I giggled. “It’s fine, Jared. I can separate the broccoli from my food.”
“I just want tonight to be perfect…I’m forgetting things,” he said, glowering at the broccoli on the rim of my plate as if it had insulted him.
That one phrase caught my attention. “Why does it have to be perfect?”
Jared shifted uncomfortably in his chair and sighed with relief when the waitress came to refill our water glasses.
“Where was I?” he asked after the waitress left.
I blotted my lips with a napkin. “We’re moving too fast?”
“No…I mean yes, that’s where I was at, but no, I don’t think we’re moving too fast,” he paused for a moment and then looked warily at me. “You don’t think we are, do you?”
I giggled and shook my head. “No.” My eyebrows moved in as I watched him get increasingly nervous. “Are you okay?”
“I’m good. I’m perfect. You okay?”
“Yeah…you’re kinda freaking me out, though,” I turned my head to the side slightly as I eyed him with suspicion.
Jared closed his eyes and then took a deep, relaxing breath. “I’m sorry. I’m just a little keyed up.”
“Relax. It’s just dinner,” I said, reaching across the table to his hand.
“Huh…yeah,” Jared said, laughing once at my suggestion, and then looking down at his plate.
“I was thinking St. Lucia for our vacation. They have air conditioners, there,” I smiled.
“I’ll make the calls tomorrow,” he said, distracted.
I pondered that for a moment and then narrowed my eyes. “My mother must pay you well.”
“Very well,” he nodded.
I rolled another piece of broccoli to the side of my plate. “Well, technically, I pay you well.”
“What?” Jared said, freezing in the middle of a bite.
I shrugged. “Well, when Jack died—his estate, his assets, everything…it’s mine.”

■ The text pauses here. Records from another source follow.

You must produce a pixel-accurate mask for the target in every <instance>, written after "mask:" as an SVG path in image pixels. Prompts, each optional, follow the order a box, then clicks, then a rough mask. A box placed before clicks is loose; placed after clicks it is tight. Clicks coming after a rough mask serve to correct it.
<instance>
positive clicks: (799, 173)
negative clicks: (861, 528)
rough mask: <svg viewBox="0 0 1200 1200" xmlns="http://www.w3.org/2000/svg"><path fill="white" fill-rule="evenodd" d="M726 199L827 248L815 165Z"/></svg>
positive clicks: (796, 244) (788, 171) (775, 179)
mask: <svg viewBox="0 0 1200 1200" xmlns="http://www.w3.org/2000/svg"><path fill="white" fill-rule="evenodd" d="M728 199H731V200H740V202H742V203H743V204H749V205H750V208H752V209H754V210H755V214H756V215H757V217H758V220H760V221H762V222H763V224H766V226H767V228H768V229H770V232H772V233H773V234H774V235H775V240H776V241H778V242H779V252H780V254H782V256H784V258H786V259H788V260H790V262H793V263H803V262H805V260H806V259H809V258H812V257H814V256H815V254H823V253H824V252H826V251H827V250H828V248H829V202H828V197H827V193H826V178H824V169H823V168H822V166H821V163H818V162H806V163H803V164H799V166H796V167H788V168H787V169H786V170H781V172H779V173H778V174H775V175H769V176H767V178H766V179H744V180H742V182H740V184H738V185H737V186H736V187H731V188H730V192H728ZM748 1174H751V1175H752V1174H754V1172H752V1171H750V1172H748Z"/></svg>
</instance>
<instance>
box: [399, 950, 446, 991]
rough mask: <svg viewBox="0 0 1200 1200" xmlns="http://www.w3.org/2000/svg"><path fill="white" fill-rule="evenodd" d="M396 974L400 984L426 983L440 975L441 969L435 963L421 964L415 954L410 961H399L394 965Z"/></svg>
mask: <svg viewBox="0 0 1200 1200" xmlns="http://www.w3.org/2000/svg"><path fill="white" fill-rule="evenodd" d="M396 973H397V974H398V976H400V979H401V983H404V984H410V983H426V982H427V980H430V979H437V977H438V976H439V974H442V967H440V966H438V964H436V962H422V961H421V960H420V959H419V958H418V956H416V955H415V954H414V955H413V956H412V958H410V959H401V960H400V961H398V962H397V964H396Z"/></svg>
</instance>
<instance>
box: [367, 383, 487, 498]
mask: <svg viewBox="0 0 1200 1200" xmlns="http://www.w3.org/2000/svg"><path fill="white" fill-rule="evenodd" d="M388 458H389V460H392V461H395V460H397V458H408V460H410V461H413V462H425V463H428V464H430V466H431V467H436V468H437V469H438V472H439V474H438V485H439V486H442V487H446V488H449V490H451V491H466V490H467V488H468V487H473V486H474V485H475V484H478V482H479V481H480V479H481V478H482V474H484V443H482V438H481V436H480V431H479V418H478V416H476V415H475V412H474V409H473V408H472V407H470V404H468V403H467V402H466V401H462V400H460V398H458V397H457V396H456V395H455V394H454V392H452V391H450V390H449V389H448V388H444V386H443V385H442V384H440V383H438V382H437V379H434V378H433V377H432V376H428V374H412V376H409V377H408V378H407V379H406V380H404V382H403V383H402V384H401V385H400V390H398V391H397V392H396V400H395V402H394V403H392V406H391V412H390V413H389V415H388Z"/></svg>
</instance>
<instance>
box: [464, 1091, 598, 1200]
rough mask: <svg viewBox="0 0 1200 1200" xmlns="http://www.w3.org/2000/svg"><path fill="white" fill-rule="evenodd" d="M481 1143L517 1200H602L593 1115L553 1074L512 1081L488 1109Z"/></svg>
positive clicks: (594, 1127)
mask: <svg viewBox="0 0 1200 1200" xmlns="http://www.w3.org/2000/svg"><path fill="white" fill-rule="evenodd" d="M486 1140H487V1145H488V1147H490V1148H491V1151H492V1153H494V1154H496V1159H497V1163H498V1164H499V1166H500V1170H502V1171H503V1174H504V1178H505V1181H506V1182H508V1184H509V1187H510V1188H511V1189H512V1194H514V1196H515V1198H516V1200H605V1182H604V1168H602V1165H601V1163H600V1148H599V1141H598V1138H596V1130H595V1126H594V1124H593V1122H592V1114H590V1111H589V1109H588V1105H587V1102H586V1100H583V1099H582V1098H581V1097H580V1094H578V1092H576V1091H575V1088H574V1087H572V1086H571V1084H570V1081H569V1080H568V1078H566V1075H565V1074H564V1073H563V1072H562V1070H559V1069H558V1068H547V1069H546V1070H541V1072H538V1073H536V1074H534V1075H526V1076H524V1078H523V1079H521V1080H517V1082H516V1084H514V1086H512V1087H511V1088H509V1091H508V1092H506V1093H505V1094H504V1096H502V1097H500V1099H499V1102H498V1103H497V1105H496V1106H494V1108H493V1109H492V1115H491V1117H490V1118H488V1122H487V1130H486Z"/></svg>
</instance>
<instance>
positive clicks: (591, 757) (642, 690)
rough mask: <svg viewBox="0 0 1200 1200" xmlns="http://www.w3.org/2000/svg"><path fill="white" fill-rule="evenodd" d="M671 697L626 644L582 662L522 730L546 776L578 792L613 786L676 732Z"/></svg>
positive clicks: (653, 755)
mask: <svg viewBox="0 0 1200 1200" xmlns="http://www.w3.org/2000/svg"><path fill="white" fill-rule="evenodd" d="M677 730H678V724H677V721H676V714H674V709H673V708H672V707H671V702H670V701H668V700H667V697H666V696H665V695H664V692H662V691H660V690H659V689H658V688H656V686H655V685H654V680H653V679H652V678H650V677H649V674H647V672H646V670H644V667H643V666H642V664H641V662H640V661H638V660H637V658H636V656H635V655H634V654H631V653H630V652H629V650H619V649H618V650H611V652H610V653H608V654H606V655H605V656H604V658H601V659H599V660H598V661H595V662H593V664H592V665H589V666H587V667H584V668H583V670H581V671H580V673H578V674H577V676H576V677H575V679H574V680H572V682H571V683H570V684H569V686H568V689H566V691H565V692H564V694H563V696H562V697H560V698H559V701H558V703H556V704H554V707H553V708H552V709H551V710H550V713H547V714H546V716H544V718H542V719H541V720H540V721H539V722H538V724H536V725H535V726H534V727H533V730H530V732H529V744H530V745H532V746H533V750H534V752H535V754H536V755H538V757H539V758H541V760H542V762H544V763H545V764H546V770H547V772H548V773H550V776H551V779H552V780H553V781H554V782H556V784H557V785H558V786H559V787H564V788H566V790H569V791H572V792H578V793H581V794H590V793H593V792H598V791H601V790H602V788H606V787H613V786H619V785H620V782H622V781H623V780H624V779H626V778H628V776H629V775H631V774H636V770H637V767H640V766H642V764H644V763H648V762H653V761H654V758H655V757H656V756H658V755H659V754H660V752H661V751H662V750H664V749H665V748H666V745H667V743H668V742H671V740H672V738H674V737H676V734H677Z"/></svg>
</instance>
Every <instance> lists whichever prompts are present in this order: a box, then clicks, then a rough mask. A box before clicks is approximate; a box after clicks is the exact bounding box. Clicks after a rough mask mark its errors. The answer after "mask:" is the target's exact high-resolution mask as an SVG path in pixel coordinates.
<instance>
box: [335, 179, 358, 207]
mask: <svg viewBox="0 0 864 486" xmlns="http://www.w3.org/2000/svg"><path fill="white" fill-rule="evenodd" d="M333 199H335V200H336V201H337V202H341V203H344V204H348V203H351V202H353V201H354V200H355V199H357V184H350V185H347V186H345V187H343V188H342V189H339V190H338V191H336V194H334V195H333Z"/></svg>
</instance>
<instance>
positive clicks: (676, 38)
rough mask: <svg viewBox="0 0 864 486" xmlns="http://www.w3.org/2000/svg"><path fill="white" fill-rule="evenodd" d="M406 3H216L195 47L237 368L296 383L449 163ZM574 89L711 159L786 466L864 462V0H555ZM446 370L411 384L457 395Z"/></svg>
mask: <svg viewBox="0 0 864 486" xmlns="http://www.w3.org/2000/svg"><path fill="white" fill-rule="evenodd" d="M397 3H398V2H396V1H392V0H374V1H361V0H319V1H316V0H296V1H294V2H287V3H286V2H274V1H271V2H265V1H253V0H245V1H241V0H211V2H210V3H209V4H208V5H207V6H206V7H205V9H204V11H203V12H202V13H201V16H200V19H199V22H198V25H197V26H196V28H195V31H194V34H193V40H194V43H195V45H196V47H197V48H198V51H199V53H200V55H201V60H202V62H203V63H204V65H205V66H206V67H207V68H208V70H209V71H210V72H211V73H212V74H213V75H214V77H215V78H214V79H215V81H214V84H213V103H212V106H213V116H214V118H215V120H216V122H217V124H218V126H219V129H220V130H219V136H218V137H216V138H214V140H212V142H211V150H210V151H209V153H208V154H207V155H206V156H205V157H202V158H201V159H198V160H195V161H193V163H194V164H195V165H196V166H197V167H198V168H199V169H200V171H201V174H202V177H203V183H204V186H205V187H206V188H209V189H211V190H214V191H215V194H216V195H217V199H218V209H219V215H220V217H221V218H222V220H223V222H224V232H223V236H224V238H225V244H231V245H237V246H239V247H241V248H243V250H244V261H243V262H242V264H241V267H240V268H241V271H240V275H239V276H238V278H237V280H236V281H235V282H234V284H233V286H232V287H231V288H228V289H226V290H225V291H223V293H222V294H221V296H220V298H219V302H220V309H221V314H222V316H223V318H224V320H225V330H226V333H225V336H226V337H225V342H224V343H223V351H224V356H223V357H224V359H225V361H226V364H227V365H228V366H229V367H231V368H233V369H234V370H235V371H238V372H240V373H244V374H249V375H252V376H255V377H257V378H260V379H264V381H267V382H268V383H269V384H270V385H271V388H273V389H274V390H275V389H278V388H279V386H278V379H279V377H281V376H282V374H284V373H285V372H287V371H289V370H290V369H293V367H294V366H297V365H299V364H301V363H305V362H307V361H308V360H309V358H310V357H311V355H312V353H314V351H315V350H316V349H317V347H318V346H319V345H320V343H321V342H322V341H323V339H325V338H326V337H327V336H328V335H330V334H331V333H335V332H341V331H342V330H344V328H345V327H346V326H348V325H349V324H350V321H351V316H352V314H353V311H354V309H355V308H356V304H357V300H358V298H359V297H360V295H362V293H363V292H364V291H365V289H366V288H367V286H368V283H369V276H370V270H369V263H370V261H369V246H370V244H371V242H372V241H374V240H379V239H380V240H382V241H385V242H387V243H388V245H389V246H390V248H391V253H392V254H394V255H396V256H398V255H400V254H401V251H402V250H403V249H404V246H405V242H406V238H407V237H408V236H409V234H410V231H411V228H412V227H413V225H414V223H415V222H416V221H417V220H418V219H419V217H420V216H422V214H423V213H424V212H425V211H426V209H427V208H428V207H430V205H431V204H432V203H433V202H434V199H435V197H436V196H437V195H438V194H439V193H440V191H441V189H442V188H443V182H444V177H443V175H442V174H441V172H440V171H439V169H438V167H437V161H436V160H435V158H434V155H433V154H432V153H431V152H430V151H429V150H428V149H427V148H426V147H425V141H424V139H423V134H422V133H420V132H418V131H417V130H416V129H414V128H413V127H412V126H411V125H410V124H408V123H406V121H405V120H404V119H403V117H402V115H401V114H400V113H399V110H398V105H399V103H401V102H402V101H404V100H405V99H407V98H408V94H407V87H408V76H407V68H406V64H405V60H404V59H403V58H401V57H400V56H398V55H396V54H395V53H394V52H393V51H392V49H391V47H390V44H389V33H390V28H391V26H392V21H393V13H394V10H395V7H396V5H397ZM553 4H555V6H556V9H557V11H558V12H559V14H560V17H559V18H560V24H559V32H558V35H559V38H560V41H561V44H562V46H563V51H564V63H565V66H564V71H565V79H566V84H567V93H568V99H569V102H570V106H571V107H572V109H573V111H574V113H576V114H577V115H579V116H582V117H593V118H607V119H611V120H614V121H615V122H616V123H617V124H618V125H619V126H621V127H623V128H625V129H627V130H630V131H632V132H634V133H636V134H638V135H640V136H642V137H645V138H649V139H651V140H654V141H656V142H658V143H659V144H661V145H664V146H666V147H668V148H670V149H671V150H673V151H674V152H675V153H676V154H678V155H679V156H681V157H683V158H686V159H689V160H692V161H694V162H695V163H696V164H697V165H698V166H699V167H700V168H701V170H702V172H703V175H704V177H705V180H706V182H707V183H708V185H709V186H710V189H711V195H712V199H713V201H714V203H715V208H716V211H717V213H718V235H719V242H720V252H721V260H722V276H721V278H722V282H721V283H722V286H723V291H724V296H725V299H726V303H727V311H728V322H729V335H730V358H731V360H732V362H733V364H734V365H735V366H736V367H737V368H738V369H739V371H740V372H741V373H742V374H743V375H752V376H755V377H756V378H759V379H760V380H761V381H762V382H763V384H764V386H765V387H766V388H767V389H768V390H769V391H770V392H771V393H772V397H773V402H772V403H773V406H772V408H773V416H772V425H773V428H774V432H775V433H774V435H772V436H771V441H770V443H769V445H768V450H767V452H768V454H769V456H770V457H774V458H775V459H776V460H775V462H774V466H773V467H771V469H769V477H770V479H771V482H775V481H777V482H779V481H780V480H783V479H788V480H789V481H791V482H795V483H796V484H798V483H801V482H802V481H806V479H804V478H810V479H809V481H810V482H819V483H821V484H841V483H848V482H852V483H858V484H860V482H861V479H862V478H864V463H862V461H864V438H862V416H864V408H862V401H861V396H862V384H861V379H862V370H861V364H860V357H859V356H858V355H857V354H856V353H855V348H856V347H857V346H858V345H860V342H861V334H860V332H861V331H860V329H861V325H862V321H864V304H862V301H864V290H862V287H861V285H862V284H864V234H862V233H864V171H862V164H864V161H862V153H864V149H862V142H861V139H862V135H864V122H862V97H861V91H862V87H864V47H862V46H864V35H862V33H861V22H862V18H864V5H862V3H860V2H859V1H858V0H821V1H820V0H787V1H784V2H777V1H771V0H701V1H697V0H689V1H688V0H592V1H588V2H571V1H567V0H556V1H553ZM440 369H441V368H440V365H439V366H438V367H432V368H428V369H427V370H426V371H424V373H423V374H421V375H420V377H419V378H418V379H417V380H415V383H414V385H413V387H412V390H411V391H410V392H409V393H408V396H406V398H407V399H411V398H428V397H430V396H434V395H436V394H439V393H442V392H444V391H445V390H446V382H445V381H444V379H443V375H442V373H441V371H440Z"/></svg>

“What? I thought your mother….” Jared shook his head, taken off-guard.
“Oh, she can live there, she can deal with the bills and the taxes and the rest of it until I graduate. I can’t deal with it all right now.”
“So…you pay me?” Jared asked, grimacing. He didn’t seem happy at the idea.
“Why? Do you want a raise?” I smiled.
Jared laughed. “As much as I love my job, maybe I should be paying you.” I smiled at his words, and he worked to relax his expression. “So, it’s been a month since you moved in. Are you comfortable? Does it feel like home, yet?”
I sighed, looking into his breathtaking blue-grey eyes. “It felt like home before I moved in. You’re my home, Jared.”
He beamed at my words and reached down into the inside pocket of his jacket. “Nina, there’s something I….”
The waitress approached the table and Jared slumped against his chair, looking slightly disappointed. She took our plates and left us alone with the dessert menu.
“Angel Food cake is on the menu,” he smiled.
“I’m definitely going to have a slice of that.”
I watched Jared scroll over the list of pies, cakes and ice cream. While he searched, I noticed a small, glowing red dot appear over his shoulder and then slowly make its way across the table. I lowered my menu as I watched it hit the edge of the table, and then travel up the bodice of my dress, settling over my heart.
“Huh,” I said in a higher, bewildered pitch.
“What, sweetheart?” Jared asked, still looking over the menu.
“There must be someone else in here. They’re playing with one of those laser-pointer thingies,” I said, still watching it quiver on my chest.
My body jerked, and I felt the world spin in slow motion. The sounds of war impeded the air around me and I struggled to gain my bearings. Glass crashed to the floor, and high-pitched buzzing noises accompanied the staccato of gunfire. My arms and legs felt constricted and heavy, but at the same time weightless; flying through the air, higher and higher. I closed my eyes and tried to sift through the confusion.
Jared’s voice called to me from far away, and as his voice grew closer, so did the buzzing and tapping noises.
“Nina!” Jared yelled.
Sitting on the ground with my back to the inside of the waiter’s station, time sped up and the noises blurred together. Jared reached above me, and I heard a ripping noise. With one hand he placed a large board behind my back, leaning me against it. He ducked once and called my name again.
“Nina!”
My mind abruptly caught up with the present. Jared had reached across the table the second he’d noticed the red dot, and we flew together under a slew of gunfire to the middle of the room. He quickly righted me and ripped the marble countertop off above us, placing it behind me as a shield.